Equation 1. says that if a state \(q\) simulates a state \(r\) and if it is possible to perform \(a\) from \(q\) to end in a state \(q^{\prime }\), then there exists a state \(r^{\prime }\) simulated by \(q^{\prime }\) such that it is possible to go from \(r\) to \(r^{\prime }\) by performing some unobservable actions, the action \(a\), and then some unobservable actions. Equation 2. says that if a state \(q\) simulates a state \(r\) and it is possible to perform an unobservable action from \(q\) to reach a state \(q^{\prime }\), then it is possible to reach a state \(r^{\prime }\) by a sequence of unobservable actions such that \(q^{\prime }\) simulates \(r^{\prime }\).
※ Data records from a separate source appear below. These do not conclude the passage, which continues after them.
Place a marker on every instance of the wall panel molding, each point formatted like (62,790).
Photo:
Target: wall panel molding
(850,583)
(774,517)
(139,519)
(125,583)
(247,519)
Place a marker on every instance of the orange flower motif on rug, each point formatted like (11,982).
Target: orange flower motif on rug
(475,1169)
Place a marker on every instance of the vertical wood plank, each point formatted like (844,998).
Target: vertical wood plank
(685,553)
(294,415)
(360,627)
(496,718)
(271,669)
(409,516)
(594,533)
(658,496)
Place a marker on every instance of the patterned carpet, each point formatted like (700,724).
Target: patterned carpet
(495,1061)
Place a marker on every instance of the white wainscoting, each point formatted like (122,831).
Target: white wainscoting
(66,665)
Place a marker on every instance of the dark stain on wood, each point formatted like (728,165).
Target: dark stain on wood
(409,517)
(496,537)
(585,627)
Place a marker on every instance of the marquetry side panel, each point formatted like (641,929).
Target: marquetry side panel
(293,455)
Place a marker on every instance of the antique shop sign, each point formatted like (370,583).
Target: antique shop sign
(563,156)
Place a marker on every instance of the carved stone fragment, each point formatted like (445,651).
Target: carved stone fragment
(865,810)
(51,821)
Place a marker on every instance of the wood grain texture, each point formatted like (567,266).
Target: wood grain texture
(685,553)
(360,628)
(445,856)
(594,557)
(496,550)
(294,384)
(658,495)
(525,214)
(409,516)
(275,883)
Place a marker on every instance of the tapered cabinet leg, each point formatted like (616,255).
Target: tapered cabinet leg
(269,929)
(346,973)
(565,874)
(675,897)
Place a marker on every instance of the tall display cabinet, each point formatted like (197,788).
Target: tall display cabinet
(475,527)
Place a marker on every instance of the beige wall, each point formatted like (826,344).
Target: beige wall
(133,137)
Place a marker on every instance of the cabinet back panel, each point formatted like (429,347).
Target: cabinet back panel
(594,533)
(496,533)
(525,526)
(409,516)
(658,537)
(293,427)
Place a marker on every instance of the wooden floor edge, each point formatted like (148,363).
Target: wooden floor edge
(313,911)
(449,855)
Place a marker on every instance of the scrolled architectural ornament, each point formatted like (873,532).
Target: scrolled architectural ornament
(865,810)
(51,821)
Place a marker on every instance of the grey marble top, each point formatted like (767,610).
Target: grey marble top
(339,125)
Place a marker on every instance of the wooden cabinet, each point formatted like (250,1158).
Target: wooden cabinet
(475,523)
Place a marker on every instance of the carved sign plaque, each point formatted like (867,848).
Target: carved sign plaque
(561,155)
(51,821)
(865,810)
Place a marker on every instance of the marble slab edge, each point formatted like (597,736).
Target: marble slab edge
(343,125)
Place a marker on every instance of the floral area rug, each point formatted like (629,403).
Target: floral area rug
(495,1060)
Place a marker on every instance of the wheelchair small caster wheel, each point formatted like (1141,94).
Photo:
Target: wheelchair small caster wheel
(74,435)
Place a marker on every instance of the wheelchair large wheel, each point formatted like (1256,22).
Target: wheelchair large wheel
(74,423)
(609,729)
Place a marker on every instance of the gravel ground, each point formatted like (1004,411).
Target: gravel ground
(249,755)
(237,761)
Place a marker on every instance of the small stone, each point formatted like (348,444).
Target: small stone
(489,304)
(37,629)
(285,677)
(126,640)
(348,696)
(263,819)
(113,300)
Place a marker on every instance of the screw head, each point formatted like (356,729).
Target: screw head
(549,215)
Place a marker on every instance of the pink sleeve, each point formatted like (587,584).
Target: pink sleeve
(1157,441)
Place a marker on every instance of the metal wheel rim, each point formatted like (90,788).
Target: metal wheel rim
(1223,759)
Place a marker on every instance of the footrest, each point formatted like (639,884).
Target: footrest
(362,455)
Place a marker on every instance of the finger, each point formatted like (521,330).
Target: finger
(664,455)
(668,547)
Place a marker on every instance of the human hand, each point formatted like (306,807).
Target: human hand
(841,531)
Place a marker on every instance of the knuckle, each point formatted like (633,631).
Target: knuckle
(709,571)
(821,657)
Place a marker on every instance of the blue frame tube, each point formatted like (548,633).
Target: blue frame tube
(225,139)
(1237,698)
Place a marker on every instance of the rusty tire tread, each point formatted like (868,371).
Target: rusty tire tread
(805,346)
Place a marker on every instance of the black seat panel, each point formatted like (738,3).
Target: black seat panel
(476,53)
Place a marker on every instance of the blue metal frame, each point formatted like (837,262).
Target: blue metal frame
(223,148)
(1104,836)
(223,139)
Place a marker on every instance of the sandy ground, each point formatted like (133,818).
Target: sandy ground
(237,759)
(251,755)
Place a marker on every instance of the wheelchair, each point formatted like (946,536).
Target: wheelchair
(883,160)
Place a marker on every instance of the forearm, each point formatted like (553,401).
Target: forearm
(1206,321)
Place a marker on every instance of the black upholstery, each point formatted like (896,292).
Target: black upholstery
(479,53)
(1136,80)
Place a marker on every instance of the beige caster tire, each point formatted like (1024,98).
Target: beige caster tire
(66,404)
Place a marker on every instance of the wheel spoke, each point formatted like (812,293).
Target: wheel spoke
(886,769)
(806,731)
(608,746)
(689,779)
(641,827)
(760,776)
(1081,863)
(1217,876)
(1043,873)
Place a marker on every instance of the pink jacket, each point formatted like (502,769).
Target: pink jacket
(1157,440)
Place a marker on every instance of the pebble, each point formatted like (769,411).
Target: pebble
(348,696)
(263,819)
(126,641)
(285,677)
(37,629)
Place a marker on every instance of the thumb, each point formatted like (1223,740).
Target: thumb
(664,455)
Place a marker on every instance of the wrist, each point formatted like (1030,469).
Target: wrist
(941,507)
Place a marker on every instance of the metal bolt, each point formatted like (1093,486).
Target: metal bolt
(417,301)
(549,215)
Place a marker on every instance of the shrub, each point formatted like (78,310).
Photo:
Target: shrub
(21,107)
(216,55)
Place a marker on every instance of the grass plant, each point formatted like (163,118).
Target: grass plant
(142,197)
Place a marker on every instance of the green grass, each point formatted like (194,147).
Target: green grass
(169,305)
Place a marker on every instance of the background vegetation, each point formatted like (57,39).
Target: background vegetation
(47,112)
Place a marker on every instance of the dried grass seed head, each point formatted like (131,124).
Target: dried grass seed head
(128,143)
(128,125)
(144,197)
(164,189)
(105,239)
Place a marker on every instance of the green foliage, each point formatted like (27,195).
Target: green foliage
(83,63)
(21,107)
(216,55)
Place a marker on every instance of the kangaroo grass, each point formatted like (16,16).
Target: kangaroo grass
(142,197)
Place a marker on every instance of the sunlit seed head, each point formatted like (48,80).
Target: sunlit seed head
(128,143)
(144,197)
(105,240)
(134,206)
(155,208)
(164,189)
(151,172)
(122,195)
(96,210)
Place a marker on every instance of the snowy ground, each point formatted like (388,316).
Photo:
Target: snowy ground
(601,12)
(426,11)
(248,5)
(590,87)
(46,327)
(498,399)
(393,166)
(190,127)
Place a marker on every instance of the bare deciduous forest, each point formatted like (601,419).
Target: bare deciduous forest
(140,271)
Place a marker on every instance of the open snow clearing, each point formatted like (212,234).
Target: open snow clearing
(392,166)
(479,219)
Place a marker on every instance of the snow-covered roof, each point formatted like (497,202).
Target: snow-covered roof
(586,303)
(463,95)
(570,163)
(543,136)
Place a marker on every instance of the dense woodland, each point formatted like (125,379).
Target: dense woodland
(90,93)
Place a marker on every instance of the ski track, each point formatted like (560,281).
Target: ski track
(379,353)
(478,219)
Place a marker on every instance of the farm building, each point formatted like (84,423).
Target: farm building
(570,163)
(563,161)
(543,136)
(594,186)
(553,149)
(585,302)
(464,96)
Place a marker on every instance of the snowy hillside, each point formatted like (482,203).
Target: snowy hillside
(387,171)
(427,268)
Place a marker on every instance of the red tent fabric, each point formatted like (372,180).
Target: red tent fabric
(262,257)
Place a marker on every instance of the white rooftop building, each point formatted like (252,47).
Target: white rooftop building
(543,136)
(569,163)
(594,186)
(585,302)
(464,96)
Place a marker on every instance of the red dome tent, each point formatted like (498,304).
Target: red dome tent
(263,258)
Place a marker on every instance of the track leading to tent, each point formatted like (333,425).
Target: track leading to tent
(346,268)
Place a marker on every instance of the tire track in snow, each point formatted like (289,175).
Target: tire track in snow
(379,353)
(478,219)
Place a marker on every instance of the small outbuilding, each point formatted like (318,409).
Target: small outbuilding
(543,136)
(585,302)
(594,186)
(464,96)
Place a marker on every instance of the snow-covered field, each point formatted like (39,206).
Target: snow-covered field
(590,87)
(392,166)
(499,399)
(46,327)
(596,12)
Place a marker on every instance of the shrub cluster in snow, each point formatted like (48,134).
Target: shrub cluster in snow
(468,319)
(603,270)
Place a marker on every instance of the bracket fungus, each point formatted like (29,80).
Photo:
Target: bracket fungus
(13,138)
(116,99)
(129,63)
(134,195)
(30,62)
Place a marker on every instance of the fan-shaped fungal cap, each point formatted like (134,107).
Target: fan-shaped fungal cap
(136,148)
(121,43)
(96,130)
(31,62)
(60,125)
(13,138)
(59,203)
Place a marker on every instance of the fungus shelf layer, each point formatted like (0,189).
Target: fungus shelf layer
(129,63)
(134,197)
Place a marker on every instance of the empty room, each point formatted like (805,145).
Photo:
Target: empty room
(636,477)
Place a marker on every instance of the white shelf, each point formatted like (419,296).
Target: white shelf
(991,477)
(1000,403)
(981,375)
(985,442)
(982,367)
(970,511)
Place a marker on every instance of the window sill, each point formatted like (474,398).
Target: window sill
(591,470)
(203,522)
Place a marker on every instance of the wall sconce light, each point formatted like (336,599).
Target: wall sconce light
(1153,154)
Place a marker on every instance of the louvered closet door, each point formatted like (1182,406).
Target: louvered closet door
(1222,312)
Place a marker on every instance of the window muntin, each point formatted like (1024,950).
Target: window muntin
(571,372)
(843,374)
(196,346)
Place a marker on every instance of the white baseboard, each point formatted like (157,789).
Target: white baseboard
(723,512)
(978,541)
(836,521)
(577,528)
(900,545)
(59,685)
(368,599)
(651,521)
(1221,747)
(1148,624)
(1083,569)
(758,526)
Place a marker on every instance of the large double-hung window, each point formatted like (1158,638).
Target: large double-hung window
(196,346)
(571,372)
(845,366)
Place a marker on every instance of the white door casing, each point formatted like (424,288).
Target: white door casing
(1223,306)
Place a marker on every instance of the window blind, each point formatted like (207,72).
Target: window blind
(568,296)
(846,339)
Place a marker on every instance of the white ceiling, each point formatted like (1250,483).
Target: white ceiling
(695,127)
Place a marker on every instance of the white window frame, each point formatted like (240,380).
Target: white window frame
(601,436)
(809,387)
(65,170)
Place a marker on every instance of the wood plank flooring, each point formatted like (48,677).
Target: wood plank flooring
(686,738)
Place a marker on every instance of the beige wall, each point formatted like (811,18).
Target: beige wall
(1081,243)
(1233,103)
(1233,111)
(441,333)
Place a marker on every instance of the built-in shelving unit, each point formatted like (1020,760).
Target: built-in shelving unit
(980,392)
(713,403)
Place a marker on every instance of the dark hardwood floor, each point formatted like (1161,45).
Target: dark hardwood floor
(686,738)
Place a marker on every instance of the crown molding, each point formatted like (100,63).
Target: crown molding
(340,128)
In that case, we say that the relation \(R\) is a weak simulation over \(S_1\) and \(S_2\) or equivalently that the states of \(S_1\) are similar to the states of \(S_2\). Similarly, a weak bi-simulation over \(S_1\) and \(S_2\) is a relation \(R\) such that \(R\) and \(R^{-1}{\stackrel{\mathrm{def}}{=}}\{(q_2,q_1)\mid (q_1,q_2)\in R\}\) are both weak simulations. In this latter case, we say that \(S_1\) and \(S_2\) are observationally equivalent and we write \(S_1 \sim S_2\).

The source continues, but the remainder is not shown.